Hi Partha,

In my testing over the weekend the patch performed well - I didn't see any
kernel dumps due to this issue.

Thanks for the quick response.
JT


On Fri, Nov 18, 2016 at 10:34 AM, John Thompson <thompa....@gmail.com>
wrote:

> Hi,
>
> I will be able to have some test results by the start of next week on the
> first patch.
>
> Regards,
> JT
>
>
> On Thu, Nov 17, 2016 at 11:27 PM, Ying Xue <ying....@windriver.com> wrote:
>
>> On 11/17/2016 07:04 AM, John Thompson wrote:
>>
>>> Hi Partha / Ying,
>>>
>>> I will try out the patch and let you know how it goes.
>>> I also note about providing the other CPU core dumps - in one of my
>>> cases I
>>> didn't have them but in others I did but
>>> they were interleaved and so were difficult to interpret.
>>>
>>
>> Thanks, it's unnecessary for us to collect more logs as its soft lockup
>> scenario should be just what Partha described.
>>
>> Regards,
>> Ying
>>
>>
>>
>>> Thanks for getting a patch together so quickly.
>>>
>>> JT
>>>
>>> On Wed, Nov 16, 2016 at 10:23 PM, Parthasarathy Bhuvaragan <
>>> parthasarathy.bhuvara...@ericsson.com> wrote:
>>>
>>> Hi Ying / John,
>>>>
>>>> The soft lock is the call chain of tipc_nametbl_withdraw(), when it
>>>> performs the tipc_conn_kref_release() as it tries to grab nametbl_lock
>>>> again while holding it already.
>>>>
>>>>> tipc_nametbl_withdraw
>>>>>   spin_lock_bh(&tn->nametbl_lock);
>>>>>   tipc_nametbl_remove_publ
>>>>>      spin_lock_bh(&seq->lock);
>>>>>      tipc_nameseq_remove_publ
>>>>>        tipc_subscrp_report_overlap
>>>>>          tipc_subscrp_send_event
>>>>>             tipc_conn_sendmsg
>>>>>
>>>> << Here, the (test_bit(CF_CONNECTED, &con->flags)) Fails, leading to the
>>>> else case where do do a conn_put() and that triggers the cleanup as
>>>> refcount reached 0. Leading the call chain below : >>
>>>> tipc_conn_kref_release
>>>>    tipc_sock_release
>>>>      tipc_conn_release
>>>>         tipc_subscrb_delete
>>>>            tipc_subscrp_delete
>>>>               tipc_nametbl_unsubscribe
>>>>                  spin_lock_bh(&tn->nametbl_lock);  << !! Soft Lockup >>
>>>>
>>>> One cause is that tipc_exit_net() calls first calls tipc_topsrv_stop()
>>>> and
>>>> then tipc_nametbl_withdraw() in scope of tipc_net_stop().
>>>>
>>>> The above chain will only occur in a narrow window for a given
>>>> connection:
>>>> CPU#1:
>>>> tipc_nametbl_withdraw() manages to perform tipc_conn_lookup() and steps
>>>> the refcount to 2, while in CPU#2 the following occurs:
>>>> CPU#2:
>>>> tipc_server_stop() calls tipc_close_conn(con).
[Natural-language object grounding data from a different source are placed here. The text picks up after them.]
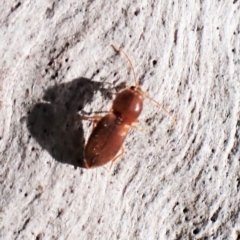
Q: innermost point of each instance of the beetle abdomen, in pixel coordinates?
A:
(105, 141)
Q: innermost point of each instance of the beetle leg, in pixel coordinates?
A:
(118, 156)
(94, 118)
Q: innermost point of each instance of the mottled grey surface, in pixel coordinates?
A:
(173, 182)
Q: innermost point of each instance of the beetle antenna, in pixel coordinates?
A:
(130, 62)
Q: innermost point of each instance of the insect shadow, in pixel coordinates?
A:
(53, 122)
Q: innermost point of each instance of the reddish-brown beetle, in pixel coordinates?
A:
(111, 130)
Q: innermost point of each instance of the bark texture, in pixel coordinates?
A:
(173, 182)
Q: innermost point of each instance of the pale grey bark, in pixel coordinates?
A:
(173, 182)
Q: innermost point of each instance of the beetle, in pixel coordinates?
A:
(108, 135)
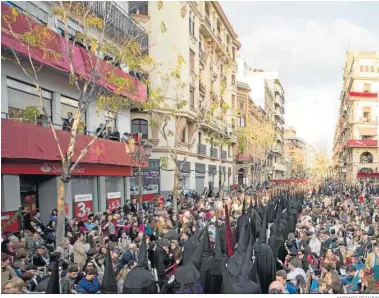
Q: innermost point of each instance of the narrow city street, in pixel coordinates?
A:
(189, 147)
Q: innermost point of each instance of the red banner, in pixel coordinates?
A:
(114, 200)
(54, 168)
(14, 225)
(83, 206)
(288, 181)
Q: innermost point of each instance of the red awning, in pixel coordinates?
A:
(367, 175)
(54, 168)
(362, 143)
(363, 94)
(28, 141)
(56, 46)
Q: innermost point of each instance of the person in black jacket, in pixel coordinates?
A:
(40, 259)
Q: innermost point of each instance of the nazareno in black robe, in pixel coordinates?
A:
(140, 280)
(190, 246)
(266, 262)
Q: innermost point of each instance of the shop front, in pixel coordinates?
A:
(199, 177)
(31, 172)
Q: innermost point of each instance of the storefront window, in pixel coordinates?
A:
(150, 181)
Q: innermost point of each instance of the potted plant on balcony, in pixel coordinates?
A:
(29, 115)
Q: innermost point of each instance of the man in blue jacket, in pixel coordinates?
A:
(89, 284)
(281, 276)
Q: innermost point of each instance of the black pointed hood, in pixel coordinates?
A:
(53, 285)
(109, 283)
(142, 256)
(262, 235)
(244, 284)
(244, 206)
(140, 277)
(235, 262)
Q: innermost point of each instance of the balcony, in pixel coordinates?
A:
(202, 149)
(214, 96)
(118, 18)
(361, 143)
(214, 152)
(279, 116)
(203, 57)
(202, 88)
(85, 63)
(35, 143)
(243, 158)
(208, 23)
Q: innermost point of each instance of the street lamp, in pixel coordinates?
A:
(141, 157)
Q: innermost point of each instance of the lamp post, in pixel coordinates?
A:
(141, 157)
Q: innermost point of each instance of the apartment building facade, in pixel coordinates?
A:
(355, 151)
(250, 160)
(268, 92)
(200, 32)
(32, 174)
(295, 149)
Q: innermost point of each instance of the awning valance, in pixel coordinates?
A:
(368, 131)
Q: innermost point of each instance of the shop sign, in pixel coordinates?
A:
(14, 225)
(83, 206)
(147, 174)
(55, 168)
(114, 200)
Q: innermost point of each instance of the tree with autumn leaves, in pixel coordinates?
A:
(101, 85)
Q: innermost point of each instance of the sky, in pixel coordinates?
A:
(306, 42)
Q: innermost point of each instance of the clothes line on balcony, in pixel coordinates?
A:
(53, 54)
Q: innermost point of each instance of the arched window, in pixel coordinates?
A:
(140, 125)
(366, 157)
(183, 135)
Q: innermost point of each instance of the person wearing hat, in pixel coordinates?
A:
(33, 278)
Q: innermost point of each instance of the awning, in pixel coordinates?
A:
(54, 54)
(31, 142)
(368, 131)
(362, 143)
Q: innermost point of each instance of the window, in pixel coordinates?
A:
(367, 87)
(140, 125)
(366, 114)
(242, 104)
(190, 22)
(69, 105)
(22, 95)
(192, 61)
(241, 121)
(183, 135)
(207, 9)
(366, 157)
(192, 97)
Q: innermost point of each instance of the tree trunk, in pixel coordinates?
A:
(175, 191)
(61, 200)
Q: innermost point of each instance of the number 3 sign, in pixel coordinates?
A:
(83, 206)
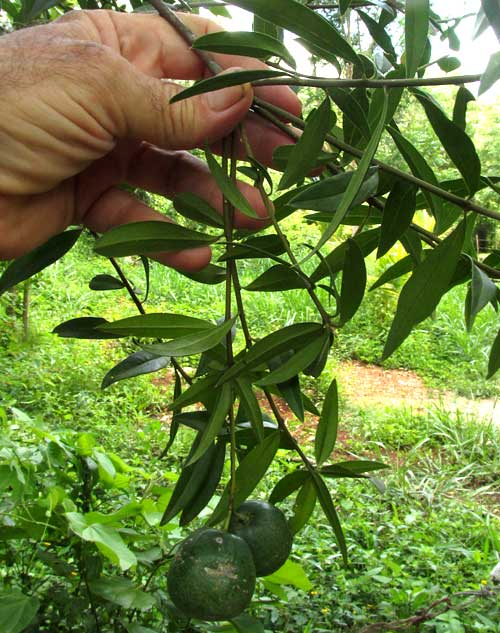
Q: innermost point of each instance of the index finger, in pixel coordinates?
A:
(155, 47)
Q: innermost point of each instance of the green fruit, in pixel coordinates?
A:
(265, 529)
(212, 576)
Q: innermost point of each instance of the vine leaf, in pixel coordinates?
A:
(33, 262)
(326, 432)
(249, 43)
(304, 154)
(424, 289)
(416, 30)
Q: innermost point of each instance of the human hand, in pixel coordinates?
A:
(84, 107)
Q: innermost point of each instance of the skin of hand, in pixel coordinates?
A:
(84, 107)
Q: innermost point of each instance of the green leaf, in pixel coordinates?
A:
(326, 502)
(106, 282)
(416, 32)
(210, 275)
(326, 195)
(17, 611)
(191, 481)
(305, 151)
(246, 624)
(250, 405)
(288, 485)
(355, 468)
(494, 359)
(304, 22)
(208, 487)
(248, 474)
(462, 99)
(291, 574)
(277, 278)
(419, 167)
(33, 262)
(296, 363)
(195, 208)
(157, 325)
(401, 267)
(303, 507)
(137, 364)
(227, 186)
(83, 327)
(255, 247)
(233, 78)
(492, 73)
(398, 214)
(123, 592)
(356, 182)
(455, 141)
(353, 282)
(141, 238)
(193, 343)
(449, 64)
(334, 261)
(492, 12)
(249, 43)
(291, 337)
(326, 432)
(196, 392)
(424, 289)
(481, 292)
(216, 421)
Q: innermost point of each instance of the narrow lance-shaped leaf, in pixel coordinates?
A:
(331, 514)
(33, 262)
(195, 208)
(228, 188)
(161, 325)
(193, 343)
(297, 18)
(326, 432)
(307, 148)
(355, 183)
(455, 141)
(137, 364)
(303, 507)
(105, 282)
(416, 31)
(249, 43)
(291, 337)
(421, 169)
(481, 292)
(296, 363)
(248, 474)
(224, 80)
(492, 73)
(141, 238)
(423, 291)
(215, 422)
(208, 487)
(398, 214)
(494, 359)
(251, 406)
(353, 282)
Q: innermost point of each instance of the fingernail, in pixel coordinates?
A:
(220, 100)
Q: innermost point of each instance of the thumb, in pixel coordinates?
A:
(149, 116)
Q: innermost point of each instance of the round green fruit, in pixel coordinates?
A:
(265, 529)
(212, 576)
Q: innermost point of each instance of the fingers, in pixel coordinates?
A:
(155, 48)
(116, 207)
(162, 172)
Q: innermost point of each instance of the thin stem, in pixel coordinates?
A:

This performs a
>>>> conn_put()
>>>> decrementing refcount to 1.
>>>> Now, CPU#1 continues and detects that the connection is not CF_CONNECTED
>>>> and does a conn_put(), triggering the release callback.
>>>>
>>>> Before commit 333f796235a527, the above wont happen.
>>>>
>>>> /Partha
>>>>
>>>>
>>>> On 11/15/2016 04:11 PM, Xue, Ying wrote:
>>>>
>>>> Hi John,
>>>>>
>>>>> Regarding the stack trace you provided below, I get the two potential
>>>>> call chains:
>>>>>
>>>>> tipc_nametbl_withdraw
>>>>>   spin_lock_bh(&tn->nametbl_lock);
>>>>>   tipc_nametbl_remove_publ
>>>>>      spin_lock_bh(&seq->lock);
>>>>>      tipc_nameseq_remove_publ
>>>>>        tipc_subscrp_report_overlap
>>>>>          tipc_subscrp_send_event
>>>>>             tipc_conn_sendmsg
>>>>>                spin_lock_bh(&con->outqueue_lock);
>>>>>                list_add_tail(&e->list, &con->outqueue);
>>>>>
>>>>>
>>>>> tipc_topsrv_stop
>>>>>   tipc_server_stop
>>>>>     tipc_close_conn
>>>>>       kernel_sock_shutdown
>>>>>         tipc_subscrb_delete
>>>>>           spin_lock_bh(&subscriber->lock);
>>>>>           tipc_nametbl_unsubscribe(sub);
>>>>>            spin_lock_bh(&tn->nametbl_lock);
>>>>>
>>>>> Although I suspect this is a revert lock issue leading to the soft
>>>>> lockup, I am still unable to understand which lock together with
>>>>> nametbl_lock is taken reversely on the two different paths above.
>>>>> However, you just gave us the log printed on CPU#2, but the logs
>>>>> outputted by other cores are also important.  So if possible, please
>>>>> share
>>>>> them with us.
>>>>>
>>>>> By the way, I agree with you, and it seems that commit 333f796235a527
>>>>> is
>>>>> related to the soft lockup.
>>>>>
>>>>> Regards,
>>>>> Ying
>>>>>
>>>>> -----Original Message-----
>>>>> From: John Thompson [mailto:thompa....@gmail.com]
>>>>> Sent: Tuesday, November 15, 2016 8:01 AM
>>>>> To: tipc-discussion@lists.sourceforge.net
>>>>> Subject: [tipc-discussion] v4.7: soft lockup when releasing a socket
>>>>>
>>>>> Hi,
>>>>>
>>>>> I am seeing an occasional kernel soft lockup.  I have TIPC v4.7 and the
>>>>> kernel dump occurs when the system is going down for a reboot.
>>>>>
>>>>> The kernel dump is:
>>>>>
>>>>> <0>NMI watchdog: BUG: soft lockup - CPU#2 stuck for 23s! [exfx:1474]
>>>>> <6>Modules linked in: tipc jitterentropy_rng echainiv drbg
>>>>> platform_driver(O) ipifwd(PO)
>>>>> ...
>>>>> <6>
>>>>> <6>GPR00: c15333e8 a4e0fb80 a4ee3600 a51748ac 00000000 ae475024
>>>>> a537feec
>>>>> fffffffd
>>>>> <6>GPR08: a2197408 00000001 00000001 00000004 80691c00 <6>NIP
>>>>> [80691c40]
>>>>> _raw_spin_lock_bh+0x40/0x70 <6>LR [c1534f30]
>>>>> tipc_nametbl_unsubscribe+0x50/0x120
>>>>> [tipc] <6>Call Trace:
>>>>> <6>[a4e0fba0] [c15333e8] tipc_named_reinit+0xf8/0x820 [tipc]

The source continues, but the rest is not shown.